Position regarding AS-30/31/32

As per the current position AS-30, 31, 32 on Financial Instruments have not been notified under the Companies (Accounting Standards) Rules, 2006; hence, early application of these standards by a company is encouraged only subject to compliance of the of the other notified Accounting Standards such as AS-11, AS-13 and other applicable regulatory requirements which would prevail over AS-30, 31 and 32. If a company has early adopted Accounting Standards AS-30, 31 and 32, it could have challenges in presenting the financial statements as per the Revised Schedule VI.

For example, for an entity which has early adopted AS-30, 31, and 32, presentation of preference shares and determination of its status as liability or equity based on the economic substance could be an issue for dealing with the presentation requirements of Revised Schedule VI. This has been clarified by the ICAI vide its Guidance Note on Revised Schedule VI (Para 8.1.1.4) that since Accounting Standards AS-30 Financial Instruments: Recognition and Measurement, AS-31 and AS- 32 Financial Instruments: Disclosures are yet to be notified and section 85(1) of the Act refers to Preference Shares as a kind of share capital, Preference Shares will have to be classified as Share Capital.

Considering the above and the legal status of Accounting Standards AS-30, 31 and 32 which is recommendatory pending Notification by the Government, careful consideration has to be given with respect to the conflicts, if any, in the presentation between the same and the Revised Schedule VI which is part of the Companies Act, 1956.

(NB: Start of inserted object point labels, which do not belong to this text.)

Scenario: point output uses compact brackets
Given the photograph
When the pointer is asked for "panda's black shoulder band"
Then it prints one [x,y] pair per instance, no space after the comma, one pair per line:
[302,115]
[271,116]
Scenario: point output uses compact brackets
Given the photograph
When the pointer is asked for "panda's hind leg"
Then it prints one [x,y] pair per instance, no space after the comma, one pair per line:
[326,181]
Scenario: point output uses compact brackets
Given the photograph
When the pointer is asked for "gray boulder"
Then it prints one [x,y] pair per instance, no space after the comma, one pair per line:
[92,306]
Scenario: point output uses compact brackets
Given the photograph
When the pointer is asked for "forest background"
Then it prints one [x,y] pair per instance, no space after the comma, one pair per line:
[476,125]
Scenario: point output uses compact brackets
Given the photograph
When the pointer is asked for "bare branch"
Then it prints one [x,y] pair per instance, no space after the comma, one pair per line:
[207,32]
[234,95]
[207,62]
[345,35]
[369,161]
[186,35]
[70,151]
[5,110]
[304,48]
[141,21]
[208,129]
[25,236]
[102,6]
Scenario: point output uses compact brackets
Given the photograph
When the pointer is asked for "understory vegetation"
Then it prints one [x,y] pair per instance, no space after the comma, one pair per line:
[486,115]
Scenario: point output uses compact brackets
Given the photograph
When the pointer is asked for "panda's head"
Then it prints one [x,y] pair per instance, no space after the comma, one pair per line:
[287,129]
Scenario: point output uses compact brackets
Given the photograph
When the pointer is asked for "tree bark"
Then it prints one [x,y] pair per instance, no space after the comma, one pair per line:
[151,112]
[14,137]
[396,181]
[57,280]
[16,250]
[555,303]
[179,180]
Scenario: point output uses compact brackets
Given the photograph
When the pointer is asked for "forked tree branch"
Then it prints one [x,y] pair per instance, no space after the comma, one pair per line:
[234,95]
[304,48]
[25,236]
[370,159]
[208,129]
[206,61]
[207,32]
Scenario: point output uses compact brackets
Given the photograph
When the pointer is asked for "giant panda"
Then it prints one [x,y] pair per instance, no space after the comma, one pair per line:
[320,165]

Dealing with the requirements from other statutes

If there are any disclosure requirements which emanate from other statutes, the same needs to be provided in addition to the other disclosure requirements stipulated under Revised Schedule VI. For example, the disclosure requirements related to outstanding dues to micro small and medium enterprises should be disclosed in accordance with the Micro Small and Medium Enterprises Development Act, 2006. The same position would continue in the case of disclosures required under the Listing Agreements with the stock exchanges.

Conclusion

Introduction of the Revised Schedule VI is a path-breaking initiative for the Indian corporate world in the era of globalisation. The changes brought out in the financial reporting through the Revised Schedule VI cannot be considered as a simple exercise of representation of numbers in a different format, but requires careful consideration of various factors duly reflecting the business considerations and the investor expectations. There is no doubt that application of the Revised Schedule VI is intended to bring the disclosure requirements of the Indian corporate financial statements in line with the prevailing international practice. The Indian corporates are in the process of responding to the expectations of the Regulators swiftly by gearing themselves to adapt to the new environment of financial disclosures. In this process, there are bound to be various challenges and implementation issues and hence would naturally lead to enhanced learning/experience. By way of properly planning and navigating the financial reporting exercise with utmost care and attention, and taking best use of the available guidance, the implementation challenges can be well managed.